Steak & Guinness Pie Recipe
¼ c. olive oil
1-1/4 lb. beef chuck, cut into 1″ cubes
3 cloves garlic, chopped
2 large yellow onions, sliced
2 ribs celery, thickly sliced
2 small carrots, thickly sliced
2 T fresh rosemary, chopped
1 12-oz. bottle Guinness
1/4 cup flour
2 c. vegetable stock
2 tsp. mustard powder
1 bay leaf
1 T olive oil
10 oz. mushrooms, quartered
6 oz. English Stilton, crumbled
1 medium zucchini, sliced quartered
1 egg, lightly beaten
For the crust, use the dough recipe from my Cornish Pasties .

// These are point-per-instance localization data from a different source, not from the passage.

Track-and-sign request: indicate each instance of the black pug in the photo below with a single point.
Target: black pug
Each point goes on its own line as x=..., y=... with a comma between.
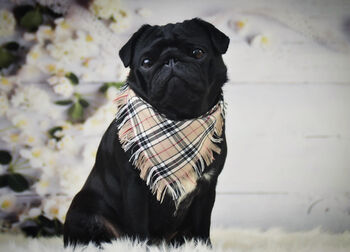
x=179, y=70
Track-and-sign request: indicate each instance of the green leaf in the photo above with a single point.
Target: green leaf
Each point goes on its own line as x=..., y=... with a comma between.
x=76, y=112
x=52, y=132
x=5, y=157
x=63, y=102
x=6, y=58
x=73, y=78
x=17, y=182
x=11, y=46
x=31, y=20
x=3, y=180
x=84, y=102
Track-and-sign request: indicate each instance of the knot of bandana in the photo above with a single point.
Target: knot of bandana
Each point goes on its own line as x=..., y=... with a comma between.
x=171, y=155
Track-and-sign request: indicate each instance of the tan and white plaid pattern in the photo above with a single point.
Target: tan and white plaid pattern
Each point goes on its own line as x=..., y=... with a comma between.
x=171, y=155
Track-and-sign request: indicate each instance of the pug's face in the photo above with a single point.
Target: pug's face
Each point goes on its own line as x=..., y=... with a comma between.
x=177, y=68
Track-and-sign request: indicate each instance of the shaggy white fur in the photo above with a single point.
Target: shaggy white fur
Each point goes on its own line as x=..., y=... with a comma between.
x=236, y=240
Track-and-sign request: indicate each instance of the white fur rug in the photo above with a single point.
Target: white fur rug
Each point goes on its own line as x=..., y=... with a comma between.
x=236, y=240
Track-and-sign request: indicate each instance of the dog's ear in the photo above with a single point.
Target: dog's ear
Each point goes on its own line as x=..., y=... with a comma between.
x=218, y=38
x=126, y=52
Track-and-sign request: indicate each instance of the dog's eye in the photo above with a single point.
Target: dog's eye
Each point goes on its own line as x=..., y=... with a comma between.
x=147, y=63
x=197, y=53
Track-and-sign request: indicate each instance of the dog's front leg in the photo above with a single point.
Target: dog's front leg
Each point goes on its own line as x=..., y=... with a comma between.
x=201, y=214
x=136, y=208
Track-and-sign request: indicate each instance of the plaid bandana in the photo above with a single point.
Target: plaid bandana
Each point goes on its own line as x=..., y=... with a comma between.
x=171, y=155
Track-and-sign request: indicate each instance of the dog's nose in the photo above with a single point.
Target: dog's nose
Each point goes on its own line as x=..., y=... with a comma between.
x=170, y=62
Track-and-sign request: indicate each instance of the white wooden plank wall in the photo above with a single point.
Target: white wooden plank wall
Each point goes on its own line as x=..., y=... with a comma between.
x=288, y=118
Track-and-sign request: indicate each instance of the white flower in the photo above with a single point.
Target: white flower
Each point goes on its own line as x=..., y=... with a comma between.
x=7, y=202
x=121, y=23
x=31, y=97
x=61, y=85
x=260, y=41
x=6, y=84
x=62, y=31
x=100, y=120
x=112, y=11
x=144, y=12
x=21, y=121
x=68, y=144
x=4, y=104
x=7, y=23
x=73, y=49
x=31, y=138
x=48, y=184
x=40, y=157
x=65, y=89
x=32, y=213
x=44, y=33
x=35, y=53
x=11, y=138
x=56, y=207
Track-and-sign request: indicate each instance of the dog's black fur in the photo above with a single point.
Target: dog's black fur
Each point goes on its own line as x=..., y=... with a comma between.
x=178, y=68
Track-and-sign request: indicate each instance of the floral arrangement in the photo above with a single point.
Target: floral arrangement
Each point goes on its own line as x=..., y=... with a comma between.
x=53, y=110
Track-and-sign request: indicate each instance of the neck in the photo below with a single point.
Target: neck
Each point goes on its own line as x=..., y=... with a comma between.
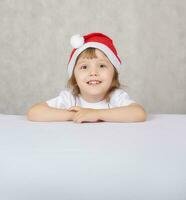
x=92, y=99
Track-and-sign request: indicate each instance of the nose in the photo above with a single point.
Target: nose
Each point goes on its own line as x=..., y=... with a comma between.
x=93, y=71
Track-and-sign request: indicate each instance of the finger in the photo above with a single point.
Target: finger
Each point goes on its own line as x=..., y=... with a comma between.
x=74, y=108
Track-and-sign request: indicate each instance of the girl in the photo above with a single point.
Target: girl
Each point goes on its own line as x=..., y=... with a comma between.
x=94, y=92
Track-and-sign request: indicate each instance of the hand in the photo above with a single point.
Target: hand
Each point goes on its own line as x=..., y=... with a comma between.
x=84, y=114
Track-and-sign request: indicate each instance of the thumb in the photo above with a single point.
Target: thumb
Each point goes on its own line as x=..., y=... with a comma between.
x=75, y=108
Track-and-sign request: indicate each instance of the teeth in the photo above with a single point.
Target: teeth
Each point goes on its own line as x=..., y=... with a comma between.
x=93, y=82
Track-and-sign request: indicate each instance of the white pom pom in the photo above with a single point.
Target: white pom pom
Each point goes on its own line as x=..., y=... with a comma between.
x=76, y=41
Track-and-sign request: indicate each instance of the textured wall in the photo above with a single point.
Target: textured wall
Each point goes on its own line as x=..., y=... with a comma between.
x=150, y=36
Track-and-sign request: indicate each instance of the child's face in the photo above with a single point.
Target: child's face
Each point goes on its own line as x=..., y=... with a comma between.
x=94, y=76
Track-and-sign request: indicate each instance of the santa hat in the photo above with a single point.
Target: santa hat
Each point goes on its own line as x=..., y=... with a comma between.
x=96, y=40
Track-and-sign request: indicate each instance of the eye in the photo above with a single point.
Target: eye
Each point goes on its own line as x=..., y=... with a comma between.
x=83, y=67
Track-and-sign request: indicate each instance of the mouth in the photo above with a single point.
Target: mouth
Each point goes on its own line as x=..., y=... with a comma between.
x=94, y=82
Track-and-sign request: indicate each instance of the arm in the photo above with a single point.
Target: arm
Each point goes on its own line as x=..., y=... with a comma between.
x=42, y=112
x=131, y=113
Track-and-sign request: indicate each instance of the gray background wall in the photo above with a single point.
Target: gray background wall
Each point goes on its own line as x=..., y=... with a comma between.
x=150, y=36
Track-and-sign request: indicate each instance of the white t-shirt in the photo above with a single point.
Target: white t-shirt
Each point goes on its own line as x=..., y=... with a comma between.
x=65, y=100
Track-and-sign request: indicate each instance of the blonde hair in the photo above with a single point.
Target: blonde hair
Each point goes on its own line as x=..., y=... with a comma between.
x=90, y=53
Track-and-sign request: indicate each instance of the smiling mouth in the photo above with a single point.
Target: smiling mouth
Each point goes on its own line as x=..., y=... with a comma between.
x=94, y=82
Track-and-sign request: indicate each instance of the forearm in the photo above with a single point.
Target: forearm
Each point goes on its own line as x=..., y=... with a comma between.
x=48, y=114
x=133, y=113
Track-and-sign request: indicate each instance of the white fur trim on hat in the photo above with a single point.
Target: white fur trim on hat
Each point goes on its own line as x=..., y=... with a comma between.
x=77, y=41
x=111, y=56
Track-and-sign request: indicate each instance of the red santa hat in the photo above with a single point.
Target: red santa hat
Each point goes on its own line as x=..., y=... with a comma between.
x=96, y=40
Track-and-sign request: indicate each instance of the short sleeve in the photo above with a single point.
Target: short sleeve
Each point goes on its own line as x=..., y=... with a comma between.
x=120, y=98
x=65, y=100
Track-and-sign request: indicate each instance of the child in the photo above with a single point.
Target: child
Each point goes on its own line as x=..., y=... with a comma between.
x=94, y=92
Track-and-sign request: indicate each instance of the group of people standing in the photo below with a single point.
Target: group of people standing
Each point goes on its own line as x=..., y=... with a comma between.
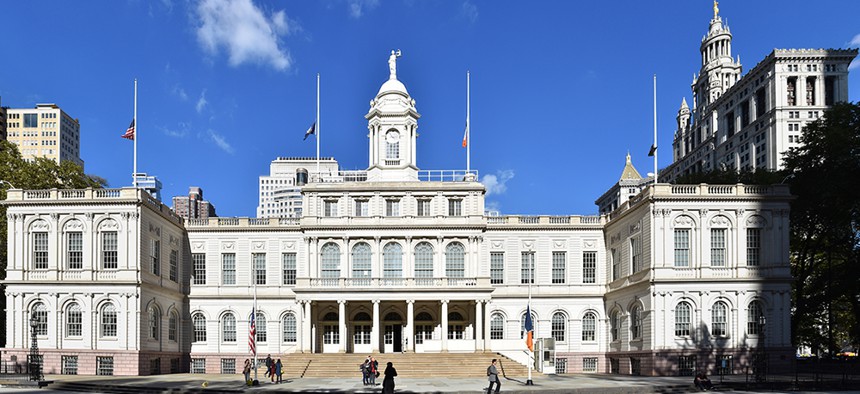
x=370, y=371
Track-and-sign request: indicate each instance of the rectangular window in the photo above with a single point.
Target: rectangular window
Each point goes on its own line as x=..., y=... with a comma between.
x=174, y=265
x=75, y=250
x=559, y=265
x=497, y=268
x=392, y=207
x=589, y=267
x=753, y=246
x=718, y=247
x=454, y=207
x=104, y=366
x=70, y=365
x=423, y=207
x=155, y=257
x=259, y=261
x=228, y=268
x=199, y=261
x=289, y=262
x=40, y=251
x=682, y=247
x=527, y=268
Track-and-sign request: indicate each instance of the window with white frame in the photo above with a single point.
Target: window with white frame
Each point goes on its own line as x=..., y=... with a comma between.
x=753, y=247
x=330, y=261
x=589, y=327
x=75, y=250
x=74, y=320
x=228, y=268
x=288, y=260
x=199, y=323
x=527, y=268
x=40, y=250
x=718, y=247
x=683, y=319
x=289, y=328
x=719, y=319
x=455, y=260
x=558, y=327
x=682, y=247
x=424, y=260
x=108, y=320
x=497, y=268
x=559, y=267
x=259, y=261
x=199, y=262
x=589, y=267
x=392, y=260
x=228, y=328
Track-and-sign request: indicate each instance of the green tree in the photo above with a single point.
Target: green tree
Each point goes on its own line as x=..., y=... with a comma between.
x=15, y=172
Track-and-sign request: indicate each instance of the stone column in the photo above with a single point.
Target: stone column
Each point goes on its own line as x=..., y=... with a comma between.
x=410, y=326
x=374, y=331
x=444, y=326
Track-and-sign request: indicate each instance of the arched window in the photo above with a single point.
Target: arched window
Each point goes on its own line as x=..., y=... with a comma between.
x=424, y=260
x=290, y=328
x=154, y=322
x=74, y=320
x=559, y=326
x=589, y=327
x=172, y=326
x=392, y=260
x=330, y=260
x=109, y=320
x=361, y=260
x=754, y=315
x=683, y=319
x=455, y=260
x=719, y=319
x=228, y=328
x=636, y=322
x=260, y=325
x=199, y=322
x=497, y=326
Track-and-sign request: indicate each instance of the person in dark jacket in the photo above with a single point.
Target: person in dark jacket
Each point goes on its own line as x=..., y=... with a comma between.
x=388, y=382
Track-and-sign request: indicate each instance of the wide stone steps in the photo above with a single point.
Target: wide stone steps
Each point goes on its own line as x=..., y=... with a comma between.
x=412, y=365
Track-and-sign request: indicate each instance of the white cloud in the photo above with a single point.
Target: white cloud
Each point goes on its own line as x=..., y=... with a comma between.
x=470, y=11
x=357, y=7
x=244, y=32
x=497, y=183
x=201, y=102
x=219, y=140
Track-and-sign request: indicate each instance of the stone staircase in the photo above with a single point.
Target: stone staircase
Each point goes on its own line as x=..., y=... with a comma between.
x=408, y=365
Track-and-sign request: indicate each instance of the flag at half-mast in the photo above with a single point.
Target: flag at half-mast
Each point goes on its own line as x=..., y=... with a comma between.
x=129, y=133
x=252, y=333
x=529, y=328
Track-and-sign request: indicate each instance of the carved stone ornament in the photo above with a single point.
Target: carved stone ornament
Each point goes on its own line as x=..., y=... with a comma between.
x=683, y=221
x=756, y=221
x=720, y=221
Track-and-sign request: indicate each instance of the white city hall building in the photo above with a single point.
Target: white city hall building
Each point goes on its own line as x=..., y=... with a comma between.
x=678, y=278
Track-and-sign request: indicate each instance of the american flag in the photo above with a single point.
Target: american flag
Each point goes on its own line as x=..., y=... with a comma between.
x=129, y=133
x=252, y=333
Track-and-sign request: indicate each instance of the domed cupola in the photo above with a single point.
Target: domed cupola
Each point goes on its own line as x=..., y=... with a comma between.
x=392, y=123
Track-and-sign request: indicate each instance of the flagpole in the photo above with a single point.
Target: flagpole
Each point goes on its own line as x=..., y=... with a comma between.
x=655, y=129
x=318, y=124
x=135, y=135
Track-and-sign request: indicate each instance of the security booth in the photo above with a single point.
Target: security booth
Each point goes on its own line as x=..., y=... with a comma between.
x=545, y=356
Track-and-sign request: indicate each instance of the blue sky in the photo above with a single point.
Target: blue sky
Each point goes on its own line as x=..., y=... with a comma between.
x=561, y=90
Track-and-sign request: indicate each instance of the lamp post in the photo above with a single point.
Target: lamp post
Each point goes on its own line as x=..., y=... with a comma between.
x=35, y=359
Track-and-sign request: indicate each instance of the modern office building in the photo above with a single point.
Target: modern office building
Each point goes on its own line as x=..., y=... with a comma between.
x=45, y=131
x=748, y=122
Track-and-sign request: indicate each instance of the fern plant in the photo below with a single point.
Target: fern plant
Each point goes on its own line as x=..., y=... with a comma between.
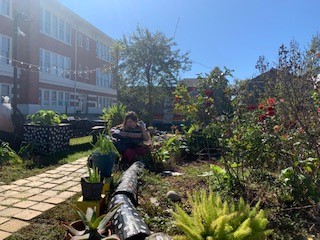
x=213, y=219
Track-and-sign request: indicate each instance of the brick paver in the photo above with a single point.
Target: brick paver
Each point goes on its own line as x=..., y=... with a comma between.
x=4, y=235
x=13, y=225
x=25, y=199
x=27, y=214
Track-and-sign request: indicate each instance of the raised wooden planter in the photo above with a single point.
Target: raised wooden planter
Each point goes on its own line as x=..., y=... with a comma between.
x=47, y=140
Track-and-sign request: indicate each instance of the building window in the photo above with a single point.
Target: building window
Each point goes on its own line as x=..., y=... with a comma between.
x=61, y=30
x=47, y=22
x=5, y=7
x=87, y=73
x=55, y=27
x=80, y=71
x=5, y=90
x=53, y=98
x=66, y=99
x=5, y=44
x=102, y=51
x=87, y=44
x=60, y=99
x=46, y=98
x=103, y=79
x=54, y=64
x=68, y=33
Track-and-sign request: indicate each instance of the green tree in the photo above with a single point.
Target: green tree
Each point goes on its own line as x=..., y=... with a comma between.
x=151, y=61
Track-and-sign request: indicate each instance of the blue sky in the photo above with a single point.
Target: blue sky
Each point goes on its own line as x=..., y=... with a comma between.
x=229, y=33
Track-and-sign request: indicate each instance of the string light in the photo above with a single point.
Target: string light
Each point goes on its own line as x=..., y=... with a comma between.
x=32, y=67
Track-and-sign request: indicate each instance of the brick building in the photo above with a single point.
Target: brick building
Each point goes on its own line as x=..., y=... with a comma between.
x=62, y=61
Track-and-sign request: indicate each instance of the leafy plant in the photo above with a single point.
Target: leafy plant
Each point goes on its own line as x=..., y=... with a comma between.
x=114, y=115
x=95, y=226
x=104, y=145
x=46, y=117
x=94, y=175
x=211, y=218
x=8, y=154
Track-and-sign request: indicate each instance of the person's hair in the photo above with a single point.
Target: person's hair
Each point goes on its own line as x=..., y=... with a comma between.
x=130, y=115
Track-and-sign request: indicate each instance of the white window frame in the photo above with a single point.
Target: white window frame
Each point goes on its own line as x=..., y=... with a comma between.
x=54, y=64
x=6, y=8
x=5, y=54
x=80, y=40
x=55, y=27
x=87, y=73
x=87, y=43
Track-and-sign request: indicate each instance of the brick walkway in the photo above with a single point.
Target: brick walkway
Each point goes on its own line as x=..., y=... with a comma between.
x=25, y=199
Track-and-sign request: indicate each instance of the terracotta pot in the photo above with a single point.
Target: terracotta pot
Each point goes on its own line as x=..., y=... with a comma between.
x=77, y=225
x=91, y=191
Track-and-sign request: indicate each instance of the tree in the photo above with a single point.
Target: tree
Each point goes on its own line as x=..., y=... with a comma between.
x=262, y=64
x=151, y=60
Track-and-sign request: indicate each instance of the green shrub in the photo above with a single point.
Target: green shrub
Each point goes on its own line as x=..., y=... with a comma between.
x=46, y=117
x=211, y=218
x=114, y=115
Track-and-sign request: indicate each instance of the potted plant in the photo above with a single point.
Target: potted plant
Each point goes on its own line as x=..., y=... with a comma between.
x=104, y=155
x=46, y=133
x=92, y=185
x=91, y=226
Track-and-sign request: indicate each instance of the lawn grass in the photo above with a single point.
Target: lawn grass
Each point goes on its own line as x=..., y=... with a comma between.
x=36, y=164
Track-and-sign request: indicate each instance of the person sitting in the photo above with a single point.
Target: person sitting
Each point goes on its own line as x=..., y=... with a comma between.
x=131, y=138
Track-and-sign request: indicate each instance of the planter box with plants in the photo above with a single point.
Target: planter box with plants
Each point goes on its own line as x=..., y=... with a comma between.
x=92, y=185
x=91, y=226
x=46, y=134
x=103, y=156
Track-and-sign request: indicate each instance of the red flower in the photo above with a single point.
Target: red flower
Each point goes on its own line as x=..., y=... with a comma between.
x=271, y=111
x=262, y=117
x=251, y=107
x=271, y=101
x=208, y=92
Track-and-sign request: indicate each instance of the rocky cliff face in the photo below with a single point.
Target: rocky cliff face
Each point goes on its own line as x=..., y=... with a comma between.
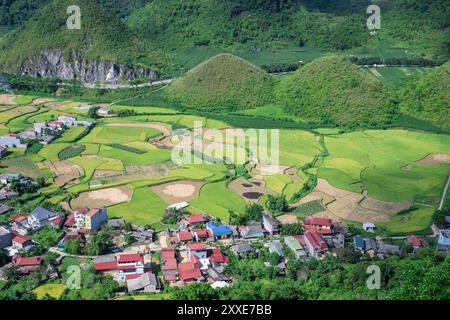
x=51, y=63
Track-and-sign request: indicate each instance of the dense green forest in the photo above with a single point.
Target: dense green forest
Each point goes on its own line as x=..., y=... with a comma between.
x=428, y=95
x=102, y=36
x=416, y=277
x=334, y=91
x=223, y=83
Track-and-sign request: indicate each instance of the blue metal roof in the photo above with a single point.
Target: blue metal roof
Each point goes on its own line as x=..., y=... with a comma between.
x=358, y=241
x=222, y=230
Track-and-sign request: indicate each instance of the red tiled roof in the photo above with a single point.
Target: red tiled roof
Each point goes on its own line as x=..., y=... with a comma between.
x=218, y=256
x=316, y=241
x=31, y=261
x=312, y=228
x=168, y=253
x=197, y=247
x=185, y=236
x=57, y=221
x=202, y=233
x=170, y=277
x=415, y=241
x=70, y=220
x=198, y=218
x=105, y=266
x=169, y=264
x=126, y=267
x=20, y=239
x=81, y=210
x=189, y=274
x=301, y=239
x=324, y=222
x=20, y=218
x=130, y=257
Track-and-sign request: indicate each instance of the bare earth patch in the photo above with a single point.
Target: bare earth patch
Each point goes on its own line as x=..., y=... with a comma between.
x=435, y=158
x=103, y=197
x=8, y=99
x=249, y=192
x=375, y=72
x=265, y=169
x=158, y=126
x=64, y=171
x=179, y=191
x=61, y=105
x=348, y=205
x=40, y=101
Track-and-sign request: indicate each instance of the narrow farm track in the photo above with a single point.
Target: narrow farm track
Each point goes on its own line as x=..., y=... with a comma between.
x=444, y=193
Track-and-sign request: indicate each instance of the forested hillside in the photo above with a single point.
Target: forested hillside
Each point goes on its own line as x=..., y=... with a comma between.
x=223, y=83
x=428, y=96
x=102, y=36
x=332, y=90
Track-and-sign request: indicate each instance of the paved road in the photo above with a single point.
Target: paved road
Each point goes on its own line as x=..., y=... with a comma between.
x=444, y=193
x=127, y=86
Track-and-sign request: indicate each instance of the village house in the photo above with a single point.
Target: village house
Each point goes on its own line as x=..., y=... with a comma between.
x=26, y=265
x=28, y=134
x=202, y=235
x=7, y=178
x=242, y=249
x=105, y=263
x=183, y=236
x=169, y=264
x=141, y=235
x=275, y=246
x=5, y=238
x=3, y=151
x=90, y=219
x=190, y=271
x=443, y=244
x=251, y=231
x=198, y=249
x=41, y=217
x=415, y=242
x=295, y=245
x=6, y=194
x=146, y=283
x=322, y=226
x=12, y=140
x=68, y=120
x=270, y=224
x=116, y=223
x=71, y=121
x=369, y=227
x=23, y=243
x=220, y=232
x=4, y=208
x=315, y=244
x=388, y=249
x=130, y=265
x=358, y=243
x=195, y=221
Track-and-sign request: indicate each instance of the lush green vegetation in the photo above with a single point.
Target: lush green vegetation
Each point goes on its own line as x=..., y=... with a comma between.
x=109, y=38
x=331, y=90
x=428, y=95
x=420, y=276
x=225, y=83
x=71, y=151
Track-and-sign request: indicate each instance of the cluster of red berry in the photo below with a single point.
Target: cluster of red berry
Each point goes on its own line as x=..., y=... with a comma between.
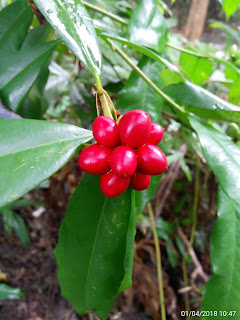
x=125, y=154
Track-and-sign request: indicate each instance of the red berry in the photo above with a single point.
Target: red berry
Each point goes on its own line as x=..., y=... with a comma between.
x=156, y=134
x=140, y=181
x=112, y=185
x=123, y=161
x=105, y=132
x=151, y=160
x=134, y=128
x=94, y=159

- Heat the olive oil in a large skillet over medium-high heat.
- Season beef with salt and pepper, then brown in batches, removing to a bowl as it finishes.
- Add the garlic, onions, celery, carrots, and rosemary to the skillet and saute until softened and just beginning to brown.
- Pour in the Guinness and cook until most of the liquid has evaporated, about 20 minutes.
- Sprinkle the flour into the mixture and cook, stirring until mixed.
- Add the browned beef to mixture along with any juices that have accumulated in the bowl, the stock, mustard, and bay leaf. Bring to a simmer over medium-low heat and cook partially covered, about 1½ hours.
- Make the dough for the tops while the beef is cooking. Wrap in plastic and chill until ready to use.
- After the beef mixture is done, remove it from the heat and set it aside.
- In another skillet, heat the 1 T of olive oil in a skillet over medium high heat. Add the mushrooms and zucchini and cook, stirring, until browned, then add to the beef mixture.
- Add the Stilton to the mixture and stir in. Correct seasoning.
- Heat oven to 375°.
- Divide beef mixture among four 6″ oven-proof bowls or pie pans able to hold up to 12 oz.
- Roll the dough into a 14″ square and cut out four 6″ circles. Press each circle gently down over the filling.
- Brush the dough with the egg and with a pair of scissors, cut an “x” into the top of each.
- Bake on a baking sheet until browned and bubbling, about 40 minutes.
- This recipe was adapted from this one which accompanied the article linked above.
- I’ve made it a couple of times and although I have switched things up a bit each time, it’s just plain delicious. Is there such a thing as gourmet pub food?
- The filling is very forgiving, but taking time to brown the meat properly without crowding it in the pan, and then allowing it to braise with the veggie mixture is key.
- You can make the beef mixture minus the Stilton a day ahead, covered in the fridge. Reheat, add the Stilton, then place the dough on and bake.
- If you try the original recipe in the link, the purchased puff pastry is decent, but I loved the dough crust better. It’s so easy to make — nothing fancy at all — give it a go!
- You’ll probably have dough and filling left over — I did each time I made it — so if you need to, you can probably squeak out six smaller pies.
- We enjoyed these pies with Bubble and Squeak. Think mashed potatoes with veg and you’ll have it right.
- Now, for pork pie. I have lots and lots of pork in my freezer from a local farmer. Lots.